Shared memory bank conflict


After … a long time, I boiled a performance issue down to the simplified code below. It’s most probably due shared memory bank conflicts. I read some NVIDIA doc pages (again and again), but I don’t really see how I can avoid the bank conflicts, since all solutions I saw use strided/offset methods with thread index involved. In my case, the x[] array is sequentially populated inside the kernel and calculations done on the entire array also inside the kernel.

__global__ void k() {
	__shared__ uint64_t x[32] = { 0 };
	for (i = 0; i < 32; i++)
		x[i] =  i;

The performance loss is about factor 2.5. I need to get rid of this. A hint would be sufficient.

Many thanks!

Probably your “boiling” down process has removed important info.
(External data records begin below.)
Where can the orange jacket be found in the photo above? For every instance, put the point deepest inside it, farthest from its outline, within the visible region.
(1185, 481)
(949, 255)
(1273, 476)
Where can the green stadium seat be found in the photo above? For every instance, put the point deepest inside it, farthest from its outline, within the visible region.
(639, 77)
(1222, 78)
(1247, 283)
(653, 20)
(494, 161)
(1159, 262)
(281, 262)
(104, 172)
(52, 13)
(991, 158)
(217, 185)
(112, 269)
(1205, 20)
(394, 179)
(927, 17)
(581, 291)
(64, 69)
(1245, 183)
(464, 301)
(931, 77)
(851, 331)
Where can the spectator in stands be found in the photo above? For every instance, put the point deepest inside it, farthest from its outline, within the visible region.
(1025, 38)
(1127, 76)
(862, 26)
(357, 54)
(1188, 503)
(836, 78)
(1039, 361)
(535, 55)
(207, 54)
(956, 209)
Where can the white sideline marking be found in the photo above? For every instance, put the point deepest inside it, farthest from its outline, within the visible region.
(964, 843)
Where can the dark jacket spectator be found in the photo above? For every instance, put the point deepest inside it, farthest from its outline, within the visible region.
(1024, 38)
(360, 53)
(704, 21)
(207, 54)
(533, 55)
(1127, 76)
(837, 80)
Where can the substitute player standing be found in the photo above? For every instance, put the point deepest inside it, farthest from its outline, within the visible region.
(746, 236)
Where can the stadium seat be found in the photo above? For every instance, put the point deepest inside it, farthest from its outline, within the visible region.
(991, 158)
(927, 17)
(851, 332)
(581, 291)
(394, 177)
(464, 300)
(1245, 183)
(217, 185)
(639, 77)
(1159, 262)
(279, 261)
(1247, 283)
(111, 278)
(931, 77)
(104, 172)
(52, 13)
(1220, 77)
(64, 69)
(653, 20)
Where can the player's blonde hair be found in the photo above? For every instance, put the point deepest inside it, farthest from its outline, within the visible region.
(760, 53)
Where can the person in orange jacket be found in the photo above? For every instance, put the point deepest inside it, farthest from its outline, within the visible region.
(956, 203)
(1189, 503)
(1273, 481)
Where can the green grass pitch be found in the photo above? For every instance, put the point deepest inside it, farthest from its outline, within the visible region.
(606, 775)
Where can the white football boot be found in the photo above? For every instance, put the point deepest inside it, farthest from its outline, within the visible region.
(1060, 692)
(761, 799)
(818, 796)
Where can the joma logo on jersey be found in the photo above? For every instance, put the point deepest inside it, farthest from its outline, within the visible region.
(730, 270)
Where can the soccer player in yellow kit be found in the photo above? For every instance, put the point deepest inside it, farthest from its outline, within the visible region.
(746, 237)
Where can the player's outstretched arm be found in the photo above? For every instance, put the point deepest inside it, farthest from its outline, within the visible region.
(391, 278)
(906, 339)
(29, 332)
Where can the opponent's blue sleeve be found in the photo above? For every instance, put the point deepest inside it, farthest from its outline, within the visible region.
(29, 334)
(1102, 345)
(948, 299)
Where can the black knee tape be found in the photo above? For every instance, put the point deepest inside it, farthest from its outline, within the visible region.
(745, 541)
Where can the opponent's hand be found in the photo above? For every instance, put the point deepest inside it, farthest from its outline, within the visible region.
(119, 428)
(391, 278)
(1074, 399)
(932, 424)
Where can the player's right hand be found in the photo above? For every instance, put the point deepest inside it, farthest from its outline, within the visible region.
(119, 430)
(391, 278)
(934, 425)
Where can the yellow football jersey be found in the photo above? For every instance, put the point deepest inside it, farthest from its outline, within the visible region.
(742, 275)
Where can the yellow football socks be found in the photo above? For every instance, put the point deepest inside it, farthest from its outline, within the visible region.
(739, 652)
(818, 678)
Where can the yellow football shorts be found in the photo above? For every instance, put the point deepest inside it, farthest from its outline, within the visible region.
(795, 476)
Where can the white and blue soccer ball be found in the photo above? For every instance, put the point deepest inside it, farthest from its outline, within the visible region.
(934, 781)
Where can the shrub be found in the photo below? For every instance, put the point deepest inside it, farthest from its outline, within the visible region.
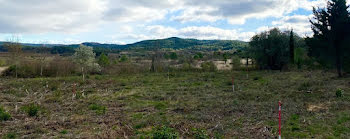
(164, 132)
(199, 134)
(32, 109)
(10, 136)
(4, 116)
(339, 93)
(98, 108)
(103, 60)
(236, 63)
(208, 66)
(2, 62)
(124, 58)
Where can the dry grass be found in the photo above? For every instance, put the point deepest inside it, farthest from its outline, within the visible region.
(193, 103)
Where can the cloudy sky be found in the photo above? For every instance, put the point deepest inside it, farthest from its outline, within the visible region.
(128, 21)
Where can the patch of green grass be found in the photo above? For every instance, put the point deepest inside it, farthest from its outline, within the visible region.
(99, 109)
(10, 136)
(64, 132)
(164, 132)
(339, 93)
(31, 109)
(160, 105)
(199, 133)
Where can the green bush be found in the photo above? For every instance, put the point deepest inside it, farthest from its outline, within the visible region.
(339, 93)
(31, 110)
(98, 108)
(236, 63)
(164, 132)
(209, 66)
(4, 116)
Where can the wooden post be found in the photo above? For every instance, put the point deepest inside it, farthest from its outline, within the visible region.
(279, 119)
(233, 84)
(74, 91)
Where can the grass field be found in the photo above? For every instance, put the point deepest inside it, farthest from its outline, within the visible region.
(189, 104)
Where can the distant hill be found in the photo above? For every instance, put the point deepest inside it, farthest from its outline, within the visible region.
(169, 43)
(178, 43)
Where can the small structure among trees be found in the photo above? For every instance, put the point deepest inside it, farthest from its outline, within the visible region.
(331, 27)
(84, 56)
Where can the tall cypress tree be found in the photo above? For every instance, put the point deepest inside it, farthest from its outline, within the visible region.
(291, 46)
(331, 25)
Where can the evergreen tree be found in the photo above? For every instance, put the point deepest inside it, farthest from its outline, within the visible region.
(270, 49)
(85, 57)
(331, 27)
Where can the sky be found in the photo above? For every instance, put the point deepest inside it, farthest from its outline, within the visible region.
(129, 21)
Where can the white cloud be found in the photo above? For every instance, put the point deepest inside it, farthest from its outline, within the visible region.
(196, 32)
(37, 16)
(299, 23)
(74, 16)
(238, 11)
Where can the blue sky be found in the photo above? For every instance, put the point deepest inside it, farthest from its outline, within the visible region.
(120, 21)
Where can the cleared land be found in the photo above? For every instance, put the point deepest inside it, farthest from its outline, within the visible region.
(194, 104)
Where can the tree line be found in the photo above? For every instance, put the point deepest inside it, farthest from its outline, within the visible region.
(328, 46)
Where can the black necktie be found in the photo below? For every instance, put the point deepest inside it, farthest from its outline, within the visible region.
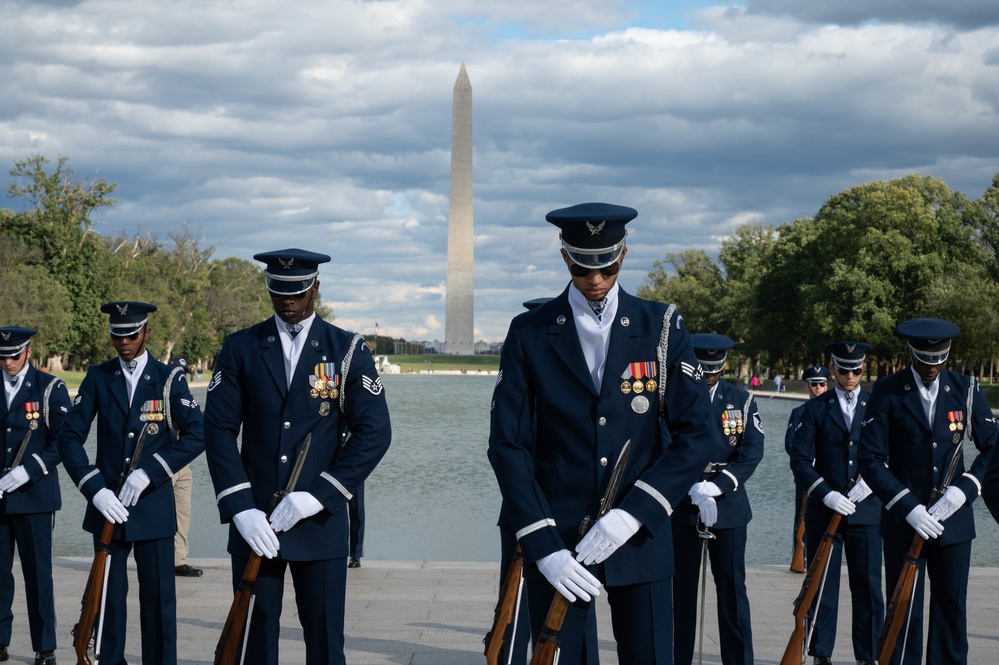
(598, 307)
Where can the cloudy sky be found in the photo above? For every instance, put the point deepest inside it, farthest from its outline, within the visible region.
(326, 124)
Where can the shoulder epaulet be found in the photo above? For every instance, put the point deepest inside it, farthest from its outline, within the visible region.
(166, 400)
(662, 352)
(345, 368)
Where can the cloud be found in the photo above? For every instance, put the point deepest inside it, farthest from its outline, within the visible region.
(327, 124)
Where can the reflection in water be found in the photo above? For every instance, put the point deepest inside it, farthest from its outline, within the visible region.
(434, 496)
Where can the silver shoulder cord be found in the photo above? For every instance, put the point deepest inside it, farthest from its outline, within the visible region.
(662, 352)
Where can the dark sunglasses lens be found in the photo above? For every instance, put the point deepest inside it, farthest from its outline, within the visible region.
(582, 271)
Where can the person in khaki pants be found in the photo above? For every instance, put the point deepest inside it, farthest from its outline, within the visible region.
(183, 484)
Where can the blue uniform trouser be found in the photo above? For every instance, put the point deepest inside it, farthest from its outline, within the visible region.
(727, 554)
(947, 636)
(32, 534)
(320, 588)
(641, 616)
(863, 562)
(157, 602)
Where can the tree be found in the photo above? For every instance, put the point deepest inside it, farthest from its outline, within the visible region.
(57, 221)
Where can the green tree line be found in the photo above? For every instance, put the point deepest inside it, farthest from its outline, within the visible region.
(873, 256)
(57, 270)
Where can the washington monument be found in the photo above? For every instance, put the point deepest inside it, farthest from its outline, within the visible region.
(458, 319)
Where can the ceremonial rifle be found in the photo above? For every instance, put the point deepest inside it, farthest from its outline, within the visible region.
(798, 558)
(504, 608)
(794, 652)
(20, 452)
(231, 648)
(546, 650)
(899, 609)
(96, 589)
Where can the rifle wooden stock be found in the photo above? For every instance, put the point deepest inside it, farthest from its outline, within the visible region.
(547, 646)
(83, 631)
(798, 558)
(230, 644)
(809, 590)
(504, 609)
(898, 608)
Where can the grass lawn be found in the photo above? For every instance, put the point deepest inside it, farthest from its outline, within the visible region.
(429, 361)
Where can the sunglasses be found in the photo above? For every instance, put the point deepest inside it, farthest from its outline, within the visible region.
(282, 296)
(582, 271)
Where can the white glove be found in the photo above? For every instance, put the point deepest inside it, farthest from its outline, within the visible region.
(252, 525)
(109, 505)
(136, 482)
(924, 524)
(703, 490)
(294, 507)
(14, 479)
(709, 511)
(946, 506)
(859, 492)
(609, 533)
(839, 503)
(568, 576)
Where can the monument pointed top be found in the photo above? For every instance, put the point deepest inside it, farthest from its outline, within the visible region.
(462, 80)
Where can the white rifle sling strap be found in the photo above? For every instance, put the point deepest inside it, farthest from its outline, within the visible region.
(662, 353)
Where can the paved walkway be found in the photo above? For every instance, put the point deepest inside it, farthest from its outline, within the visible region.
(424, 613)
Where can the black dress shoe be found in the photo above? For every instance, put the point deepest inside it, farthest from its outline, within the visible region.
(188, 571)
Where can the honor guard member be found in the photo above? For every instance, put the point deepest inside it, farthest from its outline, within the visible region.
(824, 460)
(914, 422)
(579, 377)
(816, 382)
(290, 377)
(31, 412)
(719, 503)
(134, 396)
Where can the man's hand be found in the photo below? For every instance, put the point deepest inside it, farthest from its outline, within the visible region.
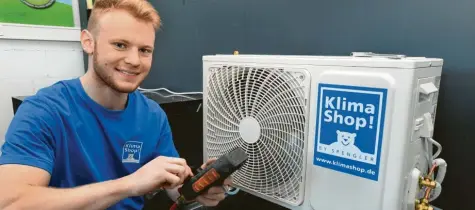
(215, 194)
(161, 172)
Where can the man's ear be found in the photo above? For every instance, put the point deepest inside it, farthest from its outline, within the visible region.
(87, 42)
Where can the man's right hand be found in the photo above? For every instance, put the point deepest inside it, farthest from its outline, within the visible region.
(161, 172)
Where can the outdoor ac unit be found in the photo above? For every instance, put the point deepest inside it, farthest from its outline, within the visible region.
(326, 132)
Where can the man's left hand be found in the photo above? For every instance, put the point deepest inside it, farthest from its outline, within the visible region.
(215, 194)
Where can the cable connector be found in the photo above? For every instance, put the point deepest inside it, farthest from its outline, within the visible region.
(427, 126)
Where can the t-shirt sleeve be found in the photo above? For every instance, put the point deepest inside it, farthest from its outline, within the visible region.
(29, 138)
(165, 146)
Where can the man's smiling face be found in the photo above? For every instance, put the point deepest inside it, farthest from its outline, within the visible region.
(123, 49)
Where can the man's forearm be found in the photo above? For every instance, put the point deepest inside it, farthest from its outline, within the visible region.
(94, 196)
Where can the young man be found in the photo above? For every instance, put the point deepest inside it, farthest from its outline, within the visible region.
(95, 142)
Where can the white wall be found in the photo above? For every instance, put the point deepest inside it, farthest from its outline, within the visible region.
(27, 65)
(33, 57)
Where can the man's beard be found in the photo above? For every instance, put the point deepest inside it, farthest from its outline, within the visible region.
(107, 79)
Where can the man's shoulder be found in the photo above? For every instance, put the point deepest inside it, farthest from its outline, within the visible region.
(53, 95)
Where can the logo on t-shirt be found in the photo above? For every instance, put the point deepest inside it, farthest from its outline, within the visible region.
(131, 152)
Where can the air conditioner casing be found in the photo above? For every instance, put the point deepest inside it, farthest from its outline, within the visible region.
(389, 93)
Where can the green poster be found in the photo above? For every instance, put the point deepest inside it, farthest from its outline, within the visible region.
(37, 12)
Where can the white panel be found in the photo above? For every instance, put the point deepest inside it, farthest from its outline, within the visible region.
(28, 65)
Anyway, a concern about bank conflicts can only be considered in light of behavior of threads in a warp, not a single thread.

Your code as shown here (the for-loop, at least) would not demonstrate any bank conflicts. Even if we consider multiple threads in a warp, for the code you have shown here, there is no reason to presume bank conflicts. All threads accessing the same location in shared memory in any particular cycle is not a bank conflict.

I meant “bank conflict” regarding the block (= multiple warps).

Problem solved. I checked again (and again) and found the issue (indeed in the rest of the code - but too lengthy). The shared x[] array was written by the threads - simultaneously. This was a stupid coding error from my side, not even a missing __syncthreads(). Needless to say that this obviously generated conflicts which reduced performance dramatically! Thanks for the kick …